Acors

SDB Popularity Ranking: 5025

Last name: Acors

SDB Popularity ranking: 5025

This long-established surname is topographical and Olde English pre 7th century, at least in its origins. It derives from residence by an area of land made suitable for agriculture. The development is from the word "aecer", and this describes a ploughed field, although by the Middle Ages this had transposed to 'acker or acre'. In general topographical surnames were among the earliest created, since both natural and man-made features in the landscape provided easily recognizable distinguishing names, but it is not clear why this category should include such an abstract item as 'an acre'. We can only suggest that perhaps the surrounding lands were predominantly for grazing or were perhaps forest.

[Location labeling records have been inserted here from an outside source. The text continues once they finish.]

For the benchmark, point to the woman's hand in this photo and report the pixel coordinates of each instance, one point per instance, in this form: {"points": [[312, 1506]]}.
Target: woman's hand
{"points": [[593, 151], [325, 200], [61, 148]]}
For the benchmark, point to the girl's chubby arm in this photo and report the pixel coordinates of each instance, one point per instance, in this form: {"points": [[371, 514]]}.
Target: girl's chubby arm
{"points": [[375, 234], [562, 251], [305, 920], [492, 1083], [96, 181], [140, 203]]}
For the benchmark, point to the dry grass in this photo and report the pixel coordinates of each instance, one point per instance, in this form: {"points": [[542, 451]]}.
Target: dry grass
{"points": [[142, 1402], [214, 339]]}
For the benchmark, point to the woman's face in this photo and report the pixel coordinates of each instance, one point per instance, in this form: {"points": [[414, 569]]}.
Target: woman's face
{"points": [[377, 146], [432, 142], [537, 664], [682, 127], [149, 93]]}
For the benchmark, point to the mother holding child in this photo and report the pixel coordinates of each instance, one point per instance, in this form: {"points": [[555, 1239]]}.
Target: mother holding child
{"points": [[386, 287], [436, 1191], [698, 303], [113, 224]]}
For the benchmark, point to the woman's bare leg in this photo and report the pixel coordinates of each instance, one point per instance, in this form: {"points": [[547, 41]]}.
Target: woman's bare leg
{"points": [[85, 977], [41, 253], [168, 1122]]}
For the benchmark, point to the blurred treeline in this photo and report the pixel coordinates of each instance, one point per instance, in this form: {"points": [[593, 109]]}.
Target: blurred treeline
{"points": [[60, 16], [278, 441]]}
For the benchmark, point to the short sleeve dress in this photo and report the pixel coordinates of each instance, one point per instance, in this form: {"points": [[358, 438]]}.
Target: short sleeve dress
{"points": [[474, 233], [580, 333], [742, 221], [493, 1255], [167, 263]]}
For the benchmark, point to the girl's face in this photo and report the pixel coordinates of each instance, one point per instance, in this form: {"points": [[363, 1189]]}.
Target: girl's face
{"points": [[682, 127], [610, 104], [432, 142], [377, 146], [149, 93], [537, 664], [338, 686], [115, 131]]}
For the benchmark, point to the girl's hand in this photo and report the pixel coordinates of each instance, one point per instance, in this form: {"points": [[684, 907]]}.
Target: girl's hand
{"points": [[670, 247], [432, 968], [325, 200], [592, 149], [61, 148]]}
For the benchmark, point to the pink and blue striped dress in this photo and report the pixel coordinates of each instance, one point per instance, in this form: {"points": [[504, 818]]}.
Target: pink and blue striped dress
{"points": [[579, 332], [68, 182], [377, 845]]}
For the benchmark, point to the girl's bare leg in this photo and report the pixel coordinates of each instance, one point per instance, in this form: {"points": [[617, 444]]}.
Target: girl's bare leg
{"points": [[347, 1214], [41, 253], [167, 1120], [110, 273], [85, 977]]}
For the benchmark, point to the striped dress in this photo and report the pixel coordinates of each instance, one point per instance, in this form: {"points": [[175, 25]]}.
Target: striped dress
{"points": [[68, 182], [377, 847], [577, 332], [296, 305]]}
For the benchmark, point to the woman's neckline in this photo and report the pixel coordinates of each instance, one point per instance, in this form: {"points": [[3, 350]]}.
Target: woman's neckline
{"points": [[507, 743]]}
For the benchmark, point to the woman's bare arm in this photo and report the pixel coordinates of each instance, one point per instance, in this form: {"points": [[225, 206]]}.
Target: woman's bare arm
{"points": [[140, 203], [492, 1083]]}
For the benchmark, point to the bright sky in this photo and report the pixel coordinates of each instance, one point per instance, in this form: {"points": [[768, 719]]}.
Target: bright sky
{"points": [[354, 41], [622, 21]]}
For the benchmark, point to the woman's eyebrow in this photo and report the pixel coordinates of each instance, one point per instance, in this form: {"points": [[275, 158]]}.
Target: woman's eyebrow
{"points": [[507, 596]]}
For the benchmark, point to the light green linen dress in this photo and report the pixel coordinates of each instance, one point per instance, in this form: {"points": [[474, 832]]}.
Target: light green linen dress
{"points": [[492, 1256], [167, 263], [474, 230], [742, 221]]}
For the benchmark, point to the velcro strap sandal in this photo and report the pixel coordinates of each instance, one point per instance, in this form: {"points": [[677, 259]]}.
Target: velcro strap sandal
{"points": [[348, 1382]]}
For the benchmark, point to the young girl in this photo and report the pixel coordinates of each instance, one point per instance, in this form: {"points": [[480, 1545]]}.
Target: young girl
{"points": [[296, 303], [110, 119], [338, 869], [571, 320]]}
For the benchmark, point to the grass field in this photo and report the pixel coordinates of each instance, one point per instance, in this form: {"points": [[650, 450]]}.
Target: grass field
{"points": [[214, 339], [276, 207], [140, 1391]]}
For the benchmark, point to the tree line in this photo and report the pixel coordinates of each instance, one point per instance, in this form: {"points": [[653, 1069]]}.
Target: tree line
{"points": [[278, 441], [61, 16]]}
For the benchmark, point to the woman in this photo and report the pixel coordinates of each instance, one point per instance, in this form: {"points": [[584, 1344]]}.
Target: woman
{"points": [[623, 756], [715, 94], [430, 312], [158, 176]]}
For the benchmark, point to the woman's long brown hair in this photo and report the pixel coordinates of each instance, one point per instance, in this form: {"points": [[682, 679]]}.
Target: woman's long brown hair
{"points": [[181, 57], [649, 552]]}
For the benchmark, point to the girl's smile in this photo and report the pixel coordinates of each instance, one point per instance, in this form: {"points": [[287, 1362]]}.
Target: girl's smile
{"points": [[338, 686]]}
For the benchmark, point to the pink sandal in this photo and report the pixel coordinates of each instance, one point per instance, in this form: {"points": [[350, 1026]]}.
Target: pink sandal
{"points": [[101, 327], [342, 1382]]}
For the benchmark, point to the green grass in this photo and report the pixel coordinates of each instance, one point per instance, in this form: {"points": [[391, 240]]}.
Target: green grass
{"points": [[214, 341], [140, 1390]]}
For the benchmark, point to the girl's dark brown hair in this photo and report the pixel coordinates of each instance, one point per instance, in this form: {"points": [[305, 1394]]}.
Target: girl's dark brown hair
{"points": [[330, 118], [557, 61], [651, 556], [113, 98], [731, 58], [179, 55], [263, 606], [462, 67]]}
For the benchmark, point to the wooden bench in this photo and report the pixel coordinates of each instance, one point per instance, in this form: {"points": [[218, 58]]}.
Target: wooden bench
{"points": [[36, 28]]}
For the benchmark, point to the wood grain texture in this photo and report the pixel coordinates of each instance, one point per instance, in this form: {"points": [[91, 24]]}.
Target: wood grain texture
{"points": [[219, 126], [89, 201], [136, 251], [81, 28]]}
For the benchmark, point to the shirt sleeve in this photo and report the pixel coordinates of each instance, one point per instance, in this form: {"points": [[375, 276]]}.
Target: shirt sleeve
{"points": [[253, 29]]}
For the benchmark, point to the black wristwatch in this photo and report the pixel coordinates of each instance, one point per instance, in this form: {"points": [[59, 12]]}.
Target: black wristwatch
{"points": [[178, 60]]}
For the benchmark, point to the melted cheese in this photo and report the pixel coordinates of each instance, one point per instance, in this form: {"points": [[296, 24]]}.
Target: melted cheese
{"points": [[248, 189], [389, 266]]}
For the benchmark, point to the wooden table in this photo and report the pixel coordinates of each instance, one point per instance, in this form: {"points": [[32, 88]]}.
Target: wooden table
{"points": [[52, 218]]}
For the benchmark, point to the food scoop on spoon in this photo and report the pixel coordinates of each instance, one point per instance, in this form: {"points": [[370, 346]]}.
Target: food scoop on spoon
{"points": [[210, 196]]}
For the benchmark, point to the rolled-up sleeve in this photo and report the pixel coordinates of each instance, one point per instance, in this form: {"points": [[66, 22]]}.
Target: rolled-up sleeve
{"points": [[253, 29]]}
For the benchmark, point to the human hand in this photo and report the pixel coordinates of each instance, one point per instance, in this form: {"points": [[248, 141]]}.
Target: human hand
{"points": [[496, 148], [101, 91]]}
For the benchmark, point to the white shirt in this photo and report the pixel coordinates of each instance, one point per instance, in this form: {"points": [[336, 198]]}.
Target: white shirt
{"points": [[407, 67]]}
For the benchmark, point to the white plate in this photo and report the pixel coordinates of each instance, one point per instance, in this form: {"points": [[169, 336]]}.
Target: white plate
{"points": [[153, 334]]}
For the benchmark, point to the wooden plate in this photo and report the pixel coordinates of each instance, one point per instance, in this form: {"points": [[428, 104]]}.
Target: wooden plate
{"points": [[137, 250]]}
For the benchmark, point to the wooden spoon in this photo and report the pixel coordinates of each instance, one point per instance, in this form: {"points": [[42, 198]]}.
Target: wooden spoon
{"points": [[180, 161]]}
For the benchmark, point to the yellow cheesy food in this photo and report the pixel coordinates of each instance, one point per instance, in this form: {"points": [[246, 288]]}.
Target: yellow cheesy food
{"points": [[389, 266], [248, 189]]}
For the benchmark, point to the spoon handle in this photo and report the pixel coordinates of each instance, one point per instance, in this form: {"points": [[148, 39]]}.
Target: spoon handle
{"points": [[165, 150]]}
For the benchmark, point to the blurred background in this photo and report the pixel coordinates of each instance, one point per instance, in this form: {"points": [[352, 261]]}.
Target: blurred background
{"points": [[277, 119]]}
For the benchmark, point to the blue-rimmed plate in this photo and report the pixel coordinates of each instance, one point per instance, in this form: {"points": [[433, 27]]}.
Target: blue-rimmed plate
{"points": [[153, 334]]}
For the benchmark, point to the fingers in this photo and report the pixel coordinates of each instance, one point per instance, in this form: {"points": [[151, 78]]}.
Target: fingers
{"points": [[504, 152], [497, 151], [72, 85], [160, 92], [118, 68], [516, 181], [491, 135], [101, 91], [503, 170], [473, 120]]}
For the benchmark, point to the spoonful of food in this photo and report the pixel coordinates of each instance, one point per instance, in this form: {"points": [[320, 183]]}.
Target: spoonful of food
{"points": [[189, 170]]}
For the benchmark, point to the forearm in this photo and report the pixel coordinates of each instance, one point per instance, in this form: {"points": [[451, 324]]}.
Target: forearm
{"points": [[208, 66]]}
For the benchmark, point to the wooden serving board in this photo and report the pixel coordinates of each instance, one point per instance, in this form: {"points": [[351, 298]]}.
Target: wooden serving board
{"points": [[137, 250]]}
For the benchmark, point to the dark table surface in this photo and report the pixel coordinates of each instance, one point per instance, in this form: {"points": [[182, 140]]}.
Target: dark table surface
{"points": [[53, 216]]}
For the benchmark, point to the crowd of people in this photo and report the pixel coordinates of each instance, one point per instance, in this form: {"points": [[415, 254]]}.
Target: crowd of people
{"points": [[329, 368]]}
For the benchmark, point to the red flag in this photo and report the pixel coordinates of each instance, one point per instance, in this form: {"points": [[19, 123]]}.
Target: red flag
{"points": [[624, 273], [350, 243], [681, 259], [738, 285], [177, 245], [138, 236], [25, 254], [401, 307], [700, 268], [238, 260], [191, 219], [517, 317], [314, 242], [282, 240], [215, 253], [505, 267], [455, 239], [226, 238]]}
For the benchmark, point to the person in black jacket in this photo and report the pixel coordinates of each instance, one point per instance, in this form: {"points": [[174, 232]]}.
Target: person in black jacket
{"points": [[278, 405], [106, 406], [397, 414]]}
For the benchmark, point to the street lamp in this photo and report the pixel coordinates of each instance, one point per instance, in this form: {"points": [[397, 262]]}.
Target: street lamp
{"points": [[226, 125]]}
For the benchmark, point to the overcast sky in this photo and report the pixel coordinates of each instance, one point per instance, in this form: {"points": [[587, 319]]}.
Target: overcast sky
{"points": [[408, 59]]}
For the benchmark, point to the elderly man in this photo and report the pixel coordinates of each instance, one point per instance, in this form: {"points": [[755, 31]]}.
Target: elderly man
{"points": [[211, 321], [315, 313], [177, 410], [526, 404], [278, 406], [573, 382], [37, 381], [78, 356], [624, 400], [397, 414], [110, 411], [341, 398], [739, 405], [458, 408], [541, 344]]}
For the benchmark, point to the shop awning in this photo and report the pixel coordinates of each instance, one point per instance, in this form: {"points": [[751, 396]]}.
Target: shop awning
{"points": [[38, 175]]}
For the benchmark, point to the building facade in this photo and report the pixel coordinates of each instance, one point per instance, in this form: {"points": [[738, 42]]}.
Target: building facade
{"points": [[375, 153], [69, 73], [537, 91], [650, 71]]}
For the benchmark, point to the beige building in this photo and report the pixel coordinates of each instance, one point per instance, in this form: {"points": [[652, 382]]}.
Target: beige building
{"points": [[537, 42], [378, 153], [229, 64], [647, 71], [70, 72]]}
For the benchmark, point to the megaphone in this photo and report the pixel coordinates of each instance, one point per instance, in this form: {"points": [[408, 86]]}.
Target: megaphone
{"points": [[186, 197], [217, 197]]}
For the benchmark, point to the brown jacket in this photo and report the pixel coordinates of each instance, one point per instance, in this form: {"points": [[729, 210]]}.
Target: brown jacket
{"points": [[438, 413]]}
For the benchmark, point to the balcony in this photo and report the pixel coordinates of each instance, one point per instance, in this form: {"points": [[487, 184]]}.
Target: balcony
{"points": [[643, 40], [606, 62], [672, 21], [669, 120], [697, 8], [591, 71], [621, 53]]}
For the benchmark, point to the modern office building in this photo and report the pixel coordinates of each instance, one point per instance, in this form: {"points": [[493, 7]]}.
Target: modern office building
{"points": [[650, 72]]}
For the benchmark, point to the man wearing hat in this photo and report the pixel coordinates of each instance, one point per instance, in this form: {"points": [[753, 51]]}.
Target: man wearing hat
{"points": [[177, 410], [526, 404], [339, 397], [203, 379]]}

Be that as it may the first recordings include such as examples as Bartholomew de Acre, also recorded as Bartholomew de Akers, who was bailiff of Norwich in the year 1282, and Adam de Acres, who is recorded in the London Calendar of Letter Books, dated 1346. Johannes Acrys and Roger Acres, seemingly patronymic spellings, are recorded in the 1379 Yorkshire Poll Tax Returns . The surname now has several spellings, all quite rare, and these range from Acres, Ackers and Acors, to Akess and Hacker!. Examples of the surname recording taken from church registers include George Ackers and Jane Raynforth, married at Farnworth near Prescot, Lancashire on May 25th 1579, and Joanna Ackers, who married James Crafts at St Mary-le-Bone, London, on May 11th 1676. A Coat of Arms granted to the Ackers family has the blazon of a silver shield, charged with three gold acorns, husked green, on a black bend. The Crest being a dove rising proper, in its beak an acorn . The first recorded spelling of the family name is shown to be that of William del Acr', which was dated 1214, in the "Curia Regis Rolls of Sussex", during the reign of King John, known as "Lackland", 1199 - 1216. Surnames became necessary when governments introduced personal taxation. In England this was known as Poll Tax. Throughout the centuries, surnames in every country have continued to "develop" often leading to astonishing variants of the original spelling.